Seeing through the data fog: Investigative tech comes of age

Establishing the facts in fraud, bribery and other probes has always been a lengthy and painstaking task. And the challenge has been heightened by having to scan through endless data from more sources than ever.

Alongside emails, board minutes and phone records, there are now texts, instant messages, social media communications and publicly sourced intelligence. On the transactional side, you could now be trawling through millions of rows and columns of accounting, trading and market data.

The even bigger challenge is collecting together the evidence from all these multiple sources to reveal the patterns in the case – linking text communications to suspicious trades and financial reporting, for example.

Investigation map

In response to this challenge, a new generation of technology is coming on-stream. Key innovations include our platform that enables investigators to bring all the evidence together in one place, connect the various dots and place the findings on a timeline. The result is an investigation map that visualises the critical patterns within the case.

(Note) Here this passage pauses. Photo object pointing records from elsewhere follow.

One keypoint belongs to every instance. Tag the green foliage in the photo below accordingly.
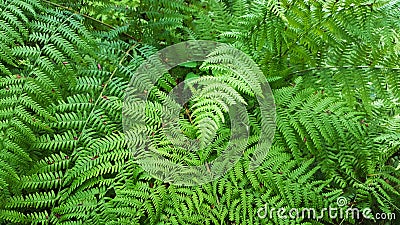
(65, 67)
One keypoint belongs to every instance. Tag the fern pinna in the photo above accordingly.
(65, 159)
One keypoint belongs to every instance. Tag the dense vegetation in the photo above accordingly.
(333, 67)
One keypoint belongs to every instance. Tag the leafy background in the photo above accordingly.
(333, 67)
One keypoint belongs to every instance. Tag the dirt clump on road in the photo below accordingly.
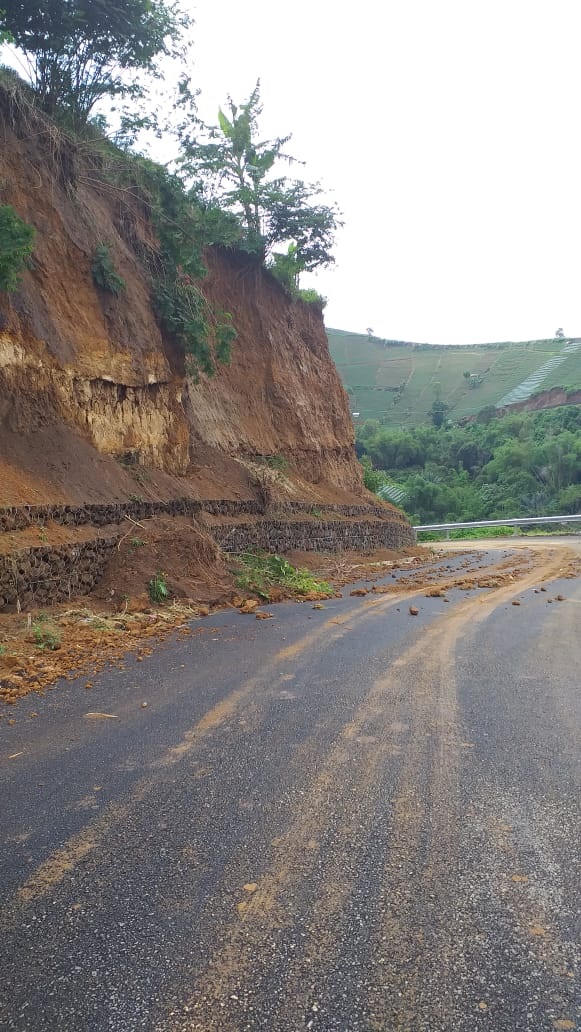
(121, 617)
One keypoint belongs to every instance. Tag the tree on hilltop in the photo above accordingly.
(76, 51)
(239, 169)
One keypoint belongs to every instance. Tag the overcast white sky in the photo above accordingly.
(448, 132)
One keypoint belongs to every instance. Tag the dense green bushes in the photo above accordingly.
(17, 239)
(522, 464)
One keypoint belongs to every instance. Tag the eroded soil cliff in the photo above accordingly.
(90, 389)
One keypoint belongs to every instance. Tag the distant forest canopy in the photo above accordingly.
(521, 464)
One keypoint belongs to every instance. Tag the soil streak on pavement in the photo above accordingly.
(368, 823)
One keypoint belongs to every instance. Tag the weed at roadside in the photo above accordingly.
(262, 571)
(158, 589)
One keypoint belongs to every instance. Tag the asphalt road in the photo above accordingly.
(349, 818)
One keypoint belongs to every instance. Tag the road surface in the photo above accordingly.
(351, 818)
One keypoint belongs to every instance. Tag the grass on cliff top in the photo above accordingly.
(261, 572)
(397, 382)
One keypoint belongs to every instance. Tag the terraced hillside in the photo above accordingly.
(397, 382)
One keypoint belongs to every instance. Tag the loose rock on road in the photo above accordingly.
(349, 818)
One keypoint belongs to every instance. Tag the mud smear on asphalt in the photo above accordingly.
(68, 641)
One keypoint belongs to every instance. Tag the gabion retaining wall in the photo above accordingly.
(20, 517)
(314, 536)
(41, 576)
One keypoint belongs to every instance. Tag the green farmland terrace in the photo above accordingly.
(397, 381)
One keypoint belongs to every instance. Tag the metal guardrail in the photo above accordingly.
(525, 521)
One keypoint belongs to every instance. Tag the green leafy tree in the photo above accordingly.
(77, 52)
(438, 413)
(234, 164)
(17, 239)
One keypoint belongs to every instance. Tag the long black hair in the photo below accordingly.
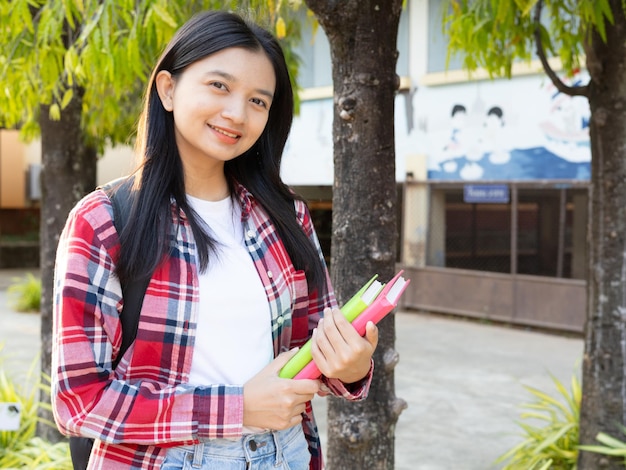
(146, 239)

Benefits include cutting through the fog of data and often sophisticated concealment that might otherwise have allowed wrongdoing to remain hidden, or difficult to prove. For example, we could map and connect different types of evidence to pinpoint preferential pricing among traders and counter-parties and how.

By honing-in on trades that didn’t fit the pricing pattern seen elsewhere, joining this to various communications and matching these threads against the timeline in accounting records, we were able to show which people within the company were acting in collusion with the counter-party to facilitate corrupt payments.

Fast-advancing field

The other big benefit of embracing technology is freeing up investigators from a lot of time-consuming legwork, so they can bring their expertise to bear in evaluating the evidence, consolidating findings and applying the lessons to help safeguard your business.

This is never going to be an entirely automated field. Investigators’ insight is still critical in identifying the threads that the technology helps to shed light on and then turning this into a credible case. But the technology is advancing so fast that it may soon be able to lead investigators to the most incriminating evidence based on only an initial hypothesis and key entities.

Sharpening up your capabilities

How then can your team make the most of these advancing capabilities?

● Know what is available: New tools and platforms are coming on to the market all the time. Therefore, it is important to keep abreast of what is available, what’s most useful for the investigations you are likely to be running and how you can bring all those different tools together in the most effective way.

● Build technology into new operating models: Investigation technology is developing so fast that it is important to judge how this will affect the way you work and make plans for how to use your staff resources in the most effective way.

● Tap into wider tech developments within the business: The tech capabilities being developed and applied within your business could provide useful aids to investigations. For example, we were able to draw on the GPS tracking fitted within a company’s delivery lorries to show a pattern of unauthorised drop-offs. It is therefore important to work closely with your company’s IT team to find out what is being implemented and how this might help with your work.

So, new technology can help your business to get to the bottom of complex cases quicker and more effectively. And with more developments on their way, this is an area to keep a close watch on.

This article first appeared in The Lawyer.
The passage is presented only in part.